Wire down branches you will use in the final design wile they are thin. Work buds close to the trunk. About the 3rd year in the 5gallon pot the tree should be about the height you want. Let the candles grow out until early July then pinch them back. Cut off the extra shoots in August to 2 or 3. remove the top thickening branch. Cut off 1/3 of the remaining thickening branches. Cut off all needles older than one year to 1/16”. Leave all of this year’s needles. In fall – mulch and protect from wind for winter as always.
The next spring these trees can be planted in bonsai pots in late April or early May. Use a coarse bonsai mix. The tree will be in it for 4 or 5 years so make sure it is appropriate for the tree. Protect it from the wind. Give it a good soaking using Superthrive and Bioplex. Do not wire now. Pinch the strong candles in late June. Use ½ strength fertilizer once a week. In winter trim back the shoots, trim off the old needles and wire.

Year 5 –Small Pines – These are still in the 10”X5” pots. Training can begin in the winter. Leave on thickening branches for now. Prune back the branches to be used in the final design. Wire and place in a protected area.

Let the tree grow in the spring until early July. Pinch the candles on the branches you will use in the final design – in early July. Leave the thickening branches and top grow. In August prune out growth – leaving 2 shoots per branch. In early winter pull – or trim off the old needles and thin this years needles to five bundles. Cut off the thickening branches. Mulch for winter. In the spring they will be ready for wire and their first bonsai pot.

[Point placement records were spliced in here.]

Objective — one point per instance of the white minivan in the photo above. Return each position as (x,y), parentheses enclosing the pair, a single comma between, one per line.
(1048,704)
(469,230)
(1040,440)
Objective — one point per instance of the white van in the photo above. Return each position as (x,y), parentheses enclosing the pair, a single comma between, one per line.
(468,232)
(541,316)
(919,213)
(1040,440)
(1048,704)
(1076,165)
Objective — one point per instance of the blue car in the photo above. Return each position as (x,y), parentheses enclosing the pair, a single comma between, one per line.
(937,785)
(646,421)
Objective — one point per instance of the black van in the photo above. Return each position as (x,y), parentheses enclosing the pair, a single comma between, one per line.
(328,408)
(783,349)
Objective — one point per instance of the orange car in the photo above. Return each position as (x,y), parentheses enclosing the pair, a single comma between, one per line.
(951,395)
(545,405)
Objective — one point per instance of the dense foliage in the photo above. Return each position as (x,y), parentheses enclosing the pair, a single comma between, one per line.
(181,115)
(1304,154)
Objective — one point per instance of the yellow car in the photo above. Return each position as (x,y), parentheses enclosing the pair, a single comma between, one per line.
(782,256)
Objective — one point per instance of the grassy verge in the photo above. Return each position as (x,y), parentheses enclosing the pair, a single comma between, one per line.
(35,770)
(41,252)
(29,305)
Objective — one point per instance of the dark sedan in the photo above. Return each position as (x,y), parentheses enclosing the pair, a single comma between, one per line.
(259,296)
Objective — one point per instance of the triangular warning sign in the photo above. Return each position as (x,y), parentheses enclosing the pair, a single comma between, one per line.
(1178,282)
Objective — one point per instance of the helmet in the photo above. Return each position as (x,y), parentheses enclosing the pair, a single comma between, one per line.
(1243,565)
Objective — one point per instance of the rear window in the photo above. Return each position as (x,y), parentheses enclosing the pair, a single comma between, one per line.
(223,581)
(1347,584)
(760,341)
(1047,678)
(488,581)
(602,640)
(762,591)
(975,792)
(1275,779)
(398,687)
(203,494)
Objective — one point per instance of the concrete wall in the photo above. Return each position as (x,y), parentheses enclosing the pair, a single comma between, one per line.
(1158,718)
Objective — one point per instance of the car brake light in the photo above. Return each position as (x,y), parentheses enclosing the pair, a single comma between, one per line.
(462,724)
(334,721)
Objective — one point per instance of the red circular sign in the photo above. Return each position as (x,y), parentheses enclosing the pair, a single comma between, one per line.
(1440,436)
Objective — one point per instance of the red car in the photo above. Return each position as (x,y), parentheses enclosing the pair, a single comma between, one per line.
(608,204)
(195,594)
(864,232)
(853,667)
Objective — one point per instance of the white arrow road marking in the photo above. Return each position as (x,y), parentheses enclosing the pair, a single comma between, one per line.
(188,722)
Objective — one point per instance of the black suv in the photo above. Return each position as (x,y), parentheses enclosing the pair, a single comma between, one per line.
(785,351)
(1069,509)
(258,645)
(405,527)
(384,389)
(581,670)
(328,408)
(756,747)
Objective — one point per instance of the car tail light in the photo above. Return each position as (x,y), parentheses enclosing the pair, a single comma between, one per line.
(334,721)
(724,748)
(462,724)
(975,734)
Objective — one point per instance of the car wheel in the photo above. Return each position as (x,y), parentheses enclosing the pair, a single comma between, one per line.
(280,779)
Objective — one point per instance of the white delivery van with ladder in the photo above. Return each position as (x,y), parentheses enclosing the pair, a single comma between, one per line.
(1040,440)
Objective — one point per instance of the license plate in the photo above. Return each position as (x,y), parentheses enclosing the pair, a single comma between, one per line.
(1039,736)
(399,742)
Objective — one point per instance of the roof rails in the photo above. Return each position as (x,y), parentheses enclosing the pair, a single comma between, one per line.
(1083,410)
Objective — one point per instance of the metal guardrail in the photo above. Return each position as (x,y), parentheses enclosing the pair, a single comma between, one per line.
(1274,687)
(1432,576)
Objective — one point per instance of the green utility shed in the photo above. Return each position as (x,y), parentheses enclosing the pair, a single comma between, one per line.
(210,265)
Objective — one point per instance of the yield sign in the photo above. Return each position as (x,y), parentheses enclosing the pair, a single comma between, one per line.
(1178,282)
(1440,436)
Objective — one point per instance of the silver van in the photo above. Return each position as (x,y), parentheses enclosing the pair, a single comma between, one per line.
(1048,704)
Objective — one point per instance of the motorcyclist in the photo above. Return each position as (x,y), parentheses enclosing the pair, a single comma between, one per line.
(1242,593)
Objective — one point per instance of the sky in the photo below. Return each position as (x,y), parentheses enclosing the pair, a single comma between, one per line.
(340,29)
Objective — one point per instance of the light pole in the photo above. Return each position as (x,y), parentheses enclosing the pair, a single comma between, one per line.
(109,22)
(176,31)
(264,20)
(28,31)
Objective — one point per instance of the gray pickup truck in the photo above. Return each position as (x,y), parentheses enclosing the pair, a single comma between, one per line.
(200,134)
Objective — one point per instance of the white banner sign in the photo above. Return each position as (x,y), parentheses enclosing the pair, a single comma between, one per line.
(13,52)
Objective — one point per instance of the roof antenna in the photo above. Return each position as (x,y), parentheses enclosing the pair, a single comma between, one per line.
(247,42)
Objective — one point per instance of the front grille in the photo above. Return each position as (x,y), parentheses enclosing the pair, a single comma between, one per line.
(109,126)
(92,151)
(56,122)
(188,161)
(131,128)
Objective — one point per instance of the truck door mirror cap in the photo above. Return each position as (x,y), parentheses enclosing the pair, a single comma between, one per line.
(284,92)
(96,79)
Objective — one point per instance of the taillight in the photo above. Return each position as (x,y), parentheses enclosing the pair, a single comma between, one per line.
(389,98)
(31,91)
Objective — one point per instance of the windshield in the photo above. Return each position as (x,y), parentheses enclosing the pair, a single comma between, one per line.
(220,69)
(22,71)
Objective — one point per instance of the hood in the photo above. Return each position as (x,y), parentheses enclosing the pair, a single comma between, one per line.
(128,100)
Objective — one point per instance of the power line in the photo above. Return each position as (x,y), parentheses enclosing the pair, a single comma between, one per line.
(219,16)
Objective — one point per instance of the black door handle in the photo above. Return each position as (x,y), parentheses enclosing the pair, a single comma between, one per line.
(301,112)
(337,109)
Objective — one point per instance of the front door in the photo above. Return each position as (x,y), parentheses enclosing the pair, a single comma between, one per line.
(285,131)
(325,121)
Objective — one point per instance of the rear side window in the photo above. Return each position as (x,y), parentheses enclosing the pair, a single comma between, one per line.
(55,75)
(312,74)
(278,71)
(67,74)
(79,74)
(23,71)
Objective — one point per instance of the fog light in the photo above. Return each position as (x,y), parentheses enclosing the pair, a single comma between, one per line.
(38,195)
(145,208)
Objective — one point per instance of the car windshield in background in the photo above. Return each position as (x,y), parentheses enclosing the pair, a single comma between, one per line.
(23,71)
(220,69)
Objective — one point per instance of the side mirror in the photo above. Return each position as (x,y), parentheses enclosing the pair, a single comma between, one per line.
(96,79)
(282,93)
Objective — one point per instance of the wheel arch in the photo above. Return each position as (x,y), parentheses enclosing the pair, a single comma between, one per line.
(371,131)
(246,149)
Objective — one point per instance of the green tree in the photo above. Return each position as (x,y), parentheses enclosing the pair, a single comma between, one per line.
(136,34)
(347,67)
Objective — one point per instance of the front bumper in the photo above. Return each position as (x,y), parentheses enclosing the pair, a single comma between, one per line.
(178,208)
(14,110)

Notes: Roots that have grown out of nursery pots during the summer should not be cut off when they are grouped and mulched for winter – they are storing valuable food. Wait until late spring. Trees thicken more on the inside curve – so the bends you put in a trunk appear to straighten out. Pines cannot be rushed – there is no substitute for time. The method described here can also be used for spruce and yew. (White pines do not back bud as well) Do not let the branches get ahead of you.